However, we see a qualitative improvement for the case of fixed threshold parameters. The independent confidence intervals in Figure 5(f) lie in the negative part of the plane for almost all parameter estimates and therefore, repression is now predicted for this weight while the plot in Figure 5(e) corresponding to full search case predicts only the absence of activation.

Based on the confidence intervals, we summarize the qualitative conclusions for the essential regulatory weights in the gap gene model in the case of fixed promoter thresholds:

(C1) Cad activates gap genes hb, Kr, kni, and gt;

(C2) Bcd does not repress gap genes hb, Kr, and gt; no conclusions can be made for regulation of kni by Bcd;

(C3) gap genes hb, Kr, and gt have auto-activation; gap gene kni does not have auto-repression;

(C4) Tll does not activate gap gene gt; no conclusions can be made for the regulation of Kr and kni by Tll;

(C5) mutually exclusive gap genes gt and Kr repress each other; no conclusions can be made for regulations between hb and kni.
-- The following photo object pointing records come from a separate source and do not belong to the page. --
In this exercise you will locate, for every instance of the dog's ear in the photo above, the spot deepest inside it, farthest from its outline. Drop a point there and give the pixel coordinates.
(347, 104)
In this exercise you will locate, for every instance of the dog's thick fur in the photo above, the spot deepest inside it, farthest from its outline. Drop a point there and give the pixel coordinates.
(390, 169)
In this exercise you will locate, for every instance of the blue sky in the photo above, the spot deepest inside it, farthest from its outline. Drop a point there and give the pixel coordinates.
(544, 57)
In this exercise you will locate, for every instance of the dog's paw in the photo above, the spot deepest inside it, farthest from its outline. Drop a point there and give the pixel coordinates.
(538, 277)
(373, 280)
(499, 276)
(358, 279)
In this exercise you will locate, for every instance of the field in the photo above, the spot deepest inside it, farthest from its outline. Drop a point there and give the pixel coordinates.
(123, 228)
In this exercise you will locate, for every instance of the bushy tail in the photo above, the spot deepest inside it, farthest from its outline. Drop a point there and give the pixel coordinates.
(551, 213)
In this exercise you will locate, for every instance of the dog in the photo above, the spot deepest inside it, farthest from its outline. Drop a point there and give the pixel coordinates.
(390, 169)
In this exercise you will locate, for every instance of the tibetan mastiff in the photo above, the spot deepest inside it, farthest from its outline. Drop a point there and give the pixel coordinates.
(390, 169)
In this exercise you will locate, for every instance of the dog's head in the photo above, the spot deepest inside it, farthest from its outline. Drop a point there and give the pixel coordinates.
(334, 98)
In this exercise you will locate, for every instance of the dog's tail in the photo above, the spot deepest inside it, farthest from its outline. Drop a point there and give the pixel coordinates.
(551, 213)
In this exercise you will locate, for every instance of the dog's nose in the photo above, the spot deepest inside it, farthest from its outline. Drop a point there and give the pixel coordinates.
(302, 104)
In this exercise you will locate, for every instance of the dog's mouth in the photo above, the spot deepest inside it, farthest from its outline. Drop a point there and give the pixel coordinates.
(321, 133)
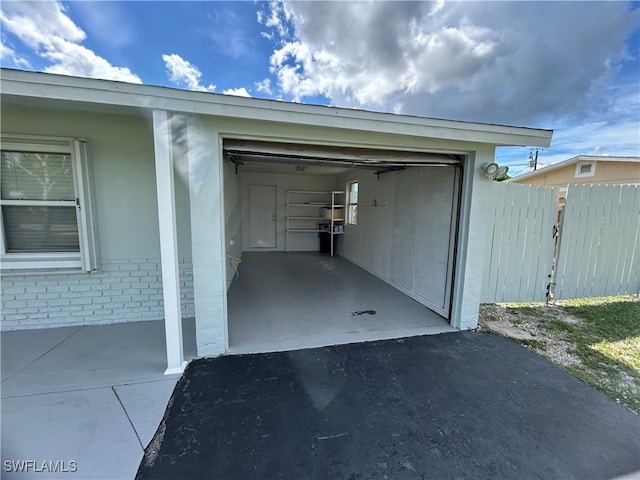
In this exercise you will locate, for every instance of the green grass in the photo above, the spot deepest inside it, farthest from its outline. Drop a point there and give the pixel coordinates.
(607, 342)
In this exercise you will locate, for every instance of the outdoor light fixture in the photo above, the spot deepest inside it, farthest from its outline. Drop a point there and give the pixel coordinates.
(493, 170)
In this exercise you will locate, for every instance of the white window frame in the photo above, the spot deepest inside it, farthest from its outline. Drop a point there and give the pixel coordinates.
(590, 173)
(86, 259)
(349, 204)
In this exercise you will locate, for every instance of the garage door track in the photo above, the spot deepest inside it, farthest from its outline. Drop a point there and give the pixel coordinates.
(457, 405)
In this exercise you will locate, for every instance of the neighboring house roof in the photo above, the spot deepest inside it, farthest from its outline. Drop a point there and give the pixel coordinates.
(572, 161)
(44, 89)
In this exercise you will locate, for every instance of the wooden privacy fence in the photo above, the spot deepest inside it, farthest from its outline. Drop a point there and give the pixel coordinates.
(599, 243)
(521, 245)
(597, 251)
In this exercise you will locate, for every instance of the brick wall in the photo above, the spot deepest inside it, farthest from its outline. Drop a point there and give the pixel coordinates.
(123, 291)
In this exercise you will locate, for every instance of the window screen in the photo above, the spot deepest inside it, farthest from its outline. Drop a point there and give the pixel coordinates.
(31, 185)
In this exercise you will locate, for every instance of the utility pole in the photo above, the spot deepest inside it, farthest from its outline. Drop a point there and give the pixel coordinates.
(533, 162)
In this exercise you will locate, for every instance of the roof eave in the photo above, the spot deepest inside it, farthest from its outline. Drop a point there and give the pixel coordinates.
(106, 92)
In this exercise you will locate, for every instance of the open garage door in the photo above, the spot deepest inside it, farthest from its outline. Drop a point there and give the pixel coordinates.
(404, 234)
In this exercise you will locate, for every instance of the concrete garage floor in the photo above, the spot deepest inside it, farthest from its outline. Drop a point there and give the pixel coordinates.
(93, 395)
(287, 301)
(460, 405)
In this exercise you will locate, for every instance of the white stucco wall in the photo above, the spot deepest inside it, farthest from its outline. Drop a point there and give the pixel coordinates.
(121, 149)
(128, 285)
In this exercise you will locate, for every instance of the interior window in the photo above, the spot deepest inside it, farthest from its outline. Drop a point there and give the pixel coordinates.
(352, 210)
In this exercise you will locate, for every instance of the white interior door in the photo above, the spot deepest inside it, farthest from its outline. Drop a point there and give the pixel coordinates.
(262, 216)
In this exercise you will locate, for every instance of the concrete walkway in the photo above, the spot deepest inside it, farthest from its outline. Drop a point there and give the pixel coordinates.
(84, 401)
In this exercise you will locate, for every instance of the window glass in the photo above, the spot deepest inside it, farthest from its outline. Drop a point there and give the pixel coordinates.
(36, 176)
(32, 229)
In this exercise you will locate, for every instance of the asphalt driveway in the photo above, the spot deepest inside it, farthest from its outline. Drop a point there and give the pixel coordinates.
(457, 405)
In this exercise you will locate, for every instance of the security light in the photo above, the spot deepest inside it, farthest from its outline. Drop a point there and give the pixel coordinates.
(489, 169)
(493, 170)
(501, 172)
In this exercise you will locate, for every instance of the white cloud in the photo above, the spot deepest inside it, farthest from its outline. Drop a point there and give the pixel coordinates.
(185, 74)
(501, 62)
(46, 28)
(238, 92)
(264, 86)
(9, 57)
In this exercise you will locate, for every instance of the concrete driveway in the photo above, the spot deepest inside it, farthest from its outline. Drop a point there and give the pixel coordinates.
(83, 402)
(456, 405)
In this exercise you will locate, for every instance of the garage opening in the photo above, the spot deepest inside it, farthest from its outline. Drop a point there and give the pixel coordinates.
(329, 245)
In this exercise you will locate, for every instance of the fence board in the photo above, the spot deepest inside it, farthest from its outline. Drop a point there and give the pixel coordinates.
(521, 245)
(598, 253)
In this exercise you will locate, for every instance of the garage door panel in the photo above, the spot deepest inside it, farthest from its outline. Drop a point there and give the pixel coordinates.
(403, 236)
(433, 220)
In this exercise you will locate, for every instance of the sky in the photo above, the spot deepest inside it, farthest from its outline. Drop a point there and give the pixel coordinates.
(573, 67)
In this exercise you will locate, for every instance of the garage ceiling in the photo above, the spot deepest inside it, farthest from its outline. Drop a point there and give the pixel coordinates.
(314, 159)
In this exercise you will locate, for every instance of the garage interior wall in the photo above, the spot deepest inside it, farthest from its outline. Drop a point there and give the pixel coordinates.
(405, 233)
(233, 219)
(284, 182)
(405, 230)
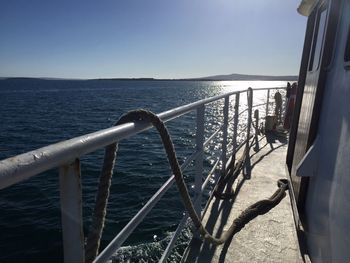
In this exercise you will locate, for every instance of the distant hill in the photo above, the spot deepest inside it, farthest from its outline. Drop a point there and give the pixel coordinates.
(235, 76)
(209, 78)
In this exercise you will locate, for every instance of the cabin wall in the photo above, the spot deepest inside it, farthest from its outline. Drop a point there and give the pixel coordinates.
(327, 207)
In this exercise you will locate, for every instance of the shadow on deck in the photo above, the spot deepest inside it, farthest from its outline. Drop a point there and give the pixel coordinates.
(267, 238)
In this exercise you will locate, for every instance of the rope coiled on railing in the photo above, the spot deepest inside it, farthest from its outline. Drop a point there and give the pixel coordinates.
(93, 240)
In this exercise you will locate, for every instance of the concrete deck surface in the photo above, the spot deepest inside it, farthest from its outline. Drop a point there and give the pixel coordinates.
(267, 238)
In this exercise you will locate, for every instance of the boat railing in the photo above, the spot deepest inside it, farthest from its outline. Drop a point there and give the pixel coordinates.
(66, 156)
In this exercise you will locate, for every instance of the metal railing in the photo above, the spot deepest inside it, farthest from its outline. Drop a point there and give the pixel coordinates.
(65, 156)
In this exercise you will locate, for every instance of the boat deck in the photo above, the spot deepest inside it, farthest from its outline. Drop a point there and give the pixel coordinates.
(267, 238)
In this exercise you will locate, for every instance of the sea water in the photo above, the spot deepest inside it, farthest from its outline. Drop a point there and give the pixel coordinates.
(37, 112)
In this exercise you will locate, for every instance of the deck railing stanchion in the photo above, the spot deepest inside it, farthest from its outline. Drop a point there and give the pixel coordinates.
(224, 135)
(267, 103)
(249, 124)
(71, 212)
(235, 128)
(199, 159)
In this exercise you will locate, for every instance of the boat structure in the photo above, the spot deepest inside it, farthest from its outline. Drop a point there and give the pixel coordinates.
(278, 189)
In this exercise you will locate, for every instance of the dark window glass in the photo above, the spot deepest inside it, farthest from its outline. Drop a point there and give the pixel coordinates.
(347, 50)
(318, 40)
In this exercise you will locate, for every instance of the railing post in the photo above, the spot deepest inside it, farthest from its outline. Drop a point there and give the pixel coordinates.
(235, 129)
(250, 107)
(71, 212)
(224, 135)
(199, 159)
(267, 103)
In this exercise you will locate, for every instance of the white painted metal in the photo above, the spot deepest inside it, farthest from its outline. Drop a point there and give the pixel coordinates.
(267, 103)
(249, 124)
(224, 135)
(199, 159)
(71, 213)
(306, 7)
(21, 167)
(235, 127)
(308, 166)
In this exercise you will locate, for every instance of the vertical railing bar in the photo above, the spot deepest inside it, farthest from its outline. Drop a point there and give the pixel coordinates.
(267, 103)
(71, 212)
(199, 159)
(250, 107)
(224, 135)
(174, 238)
(235, 129)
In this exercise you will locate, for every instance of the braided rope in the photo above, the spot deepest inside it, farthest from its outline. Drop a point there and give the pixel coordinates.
(94, 237)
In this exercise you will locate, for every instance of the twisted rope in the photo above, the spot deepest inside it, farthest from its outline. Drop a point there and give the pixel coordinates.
(93, 241)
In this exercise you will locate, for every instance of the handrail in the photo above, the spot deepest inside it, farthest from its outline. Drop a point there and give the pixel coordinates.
(63, 154)
(23, 166)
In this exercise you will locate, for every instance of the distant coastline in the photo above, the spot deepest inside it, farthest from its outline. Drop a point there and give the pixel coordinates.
(229, 77)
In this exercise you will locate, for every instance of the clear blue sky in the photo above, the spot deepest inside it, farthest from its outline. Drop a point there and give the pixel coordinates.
(149, 38)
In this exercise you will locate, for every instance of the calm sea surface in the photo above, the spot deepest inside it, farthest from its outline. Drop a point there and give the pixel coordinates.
(35, 113)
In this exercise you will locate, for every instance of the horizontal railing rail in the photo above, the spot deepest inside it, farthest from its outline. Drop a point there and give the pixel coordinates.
(65, 155)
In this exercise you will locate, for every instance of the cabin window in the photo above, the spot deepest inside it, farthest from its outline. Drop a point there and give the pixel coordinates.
(347, 52)
(318, 40)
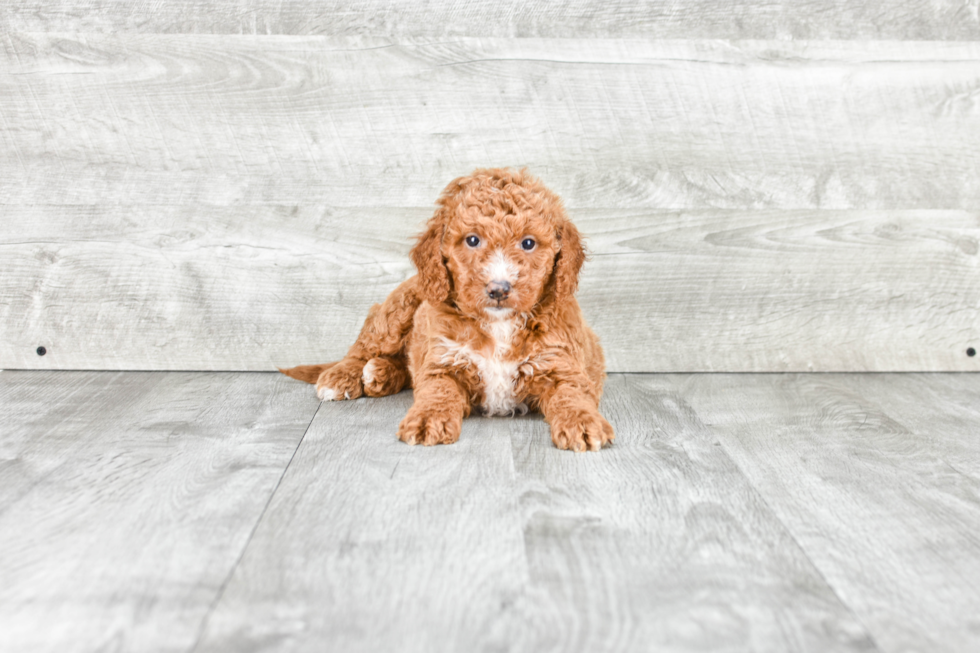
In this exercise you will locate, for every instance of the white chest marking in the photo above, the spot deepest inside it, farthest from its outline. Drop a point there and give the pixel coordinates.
(497, 372)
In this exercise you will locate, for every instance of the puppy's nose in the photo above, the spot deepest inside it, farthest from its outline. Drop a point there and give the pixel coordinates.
(498, 290)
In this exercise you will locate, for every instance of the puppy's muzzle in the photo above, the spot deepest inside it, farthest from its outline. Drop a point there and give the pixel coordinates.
(498, 290)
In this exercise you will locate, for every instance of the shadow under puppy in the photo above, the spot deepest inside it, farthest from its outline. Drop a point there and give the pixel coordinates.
(490, 320)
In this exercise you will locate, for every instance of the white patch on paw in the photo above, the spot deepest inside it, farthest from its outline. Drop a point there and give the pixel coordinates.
(367, 374)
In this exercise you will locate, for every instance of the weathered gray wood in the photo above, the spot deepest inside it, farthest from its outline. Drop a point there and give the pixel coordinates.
(655, 543)
(659, 543)
(136, 119)
(878, 479)
(192, 287)
(372, 545)
(823, 19)
(126, 500)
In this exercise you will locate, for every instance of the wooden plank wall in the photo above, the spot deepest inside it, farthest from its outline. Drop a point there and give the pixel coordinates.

For interaction among overlapping gap genes, the confidence intervals in the case of fixed promoter thresholds are fully consistent with those for the full search case, even though three of these interactions fall into different categories in the analysis based on parameter values only (compare panels (a) and (b) of Figure 4). This shows that confidence intervals can be used to check the significance of ambiguities in predicted interactions based on parameter classification alone. However, although conclusions (C1)–(C5) show qualitative improvement for some regulations in comparison with (B1)–(B4), they are still weaker than those drawn from classifying parameter values only (A1)–(A4).

Similar to the full search case, we compute the mean correlation matrix to detect the significant correlations between parameters (see Figure 3.6 in Additional file 1). The obtained mean correlation matrix also has a block diagonal structure. However, there is a number of significant entries in off-diagonal blocks. Panels (e),(f),(g), and (h) of Figure 6 show the diagonal blocks corresponding to gap genes hb, Kr, gt, and kni, respectively. In the absence of dominating correlations between regulatory parameters and thresholds h_awe can now identify biologically significant parameter correlations. Here we restrict ourselves to describe some correlations which can be interpreted in biological terms with the emphasis on those for which at least one parameter is 'sloppy':

Strong negative correlation is present between $W_{k n i}^{h b}$ and m_kni. That is, strong repression of kni by Hb needs to be overcome through increased activation by Bcd. Note that both parameters are poorly determined. In the circuit with $W_{k n i}^{h b}$ set to zero, Bcd actually represses kni (see Table 2.1 in Additional file 1). This contradicts genetic and molecular evidence indicating that both repression of kni by Hb and its activation by Bcd are present in the embryo [29, 30].
There are complex correlations between the (very small, or absent) repressive effects of Hb on Kr and gt, and the activation of those two genes by Bcd. This confirms earlier results indicating that the balance between activation and repression from maternal genes is crucial for correct gap gene expression [31].
The importance of the balance between activation and repression is highlighted by the following: repression of kni and gt by Tll can be compensated through increased activation by Cad, repression of kni by Kr can be compensated through increased activation by Bcd, while repression of kni by Gt can be overcome by increased kni auto-activation in the posterior of the embryo.
Increased hb auto-activation is compensated through decreased activation of hb by Bcd indicating that broad maternal activation and auto-regulation are somewhat redundant.
There is a strong positive correlation present between m_Krand m_gt. This correlation is most likely indirect, due to repressive interaction between gt and Kr. Increased activation of Kr by Bcd must be balanced by increased activation of gt by Bcd to maintain balance of mutual repression between Kr and gt.
There are correlations between activation of Kr and gt by Bcd and their respective promoter strengths and decay rates. Such correlations are to be expected as stronger expression or increased protein stability can compensate for weaker activation by Bcd.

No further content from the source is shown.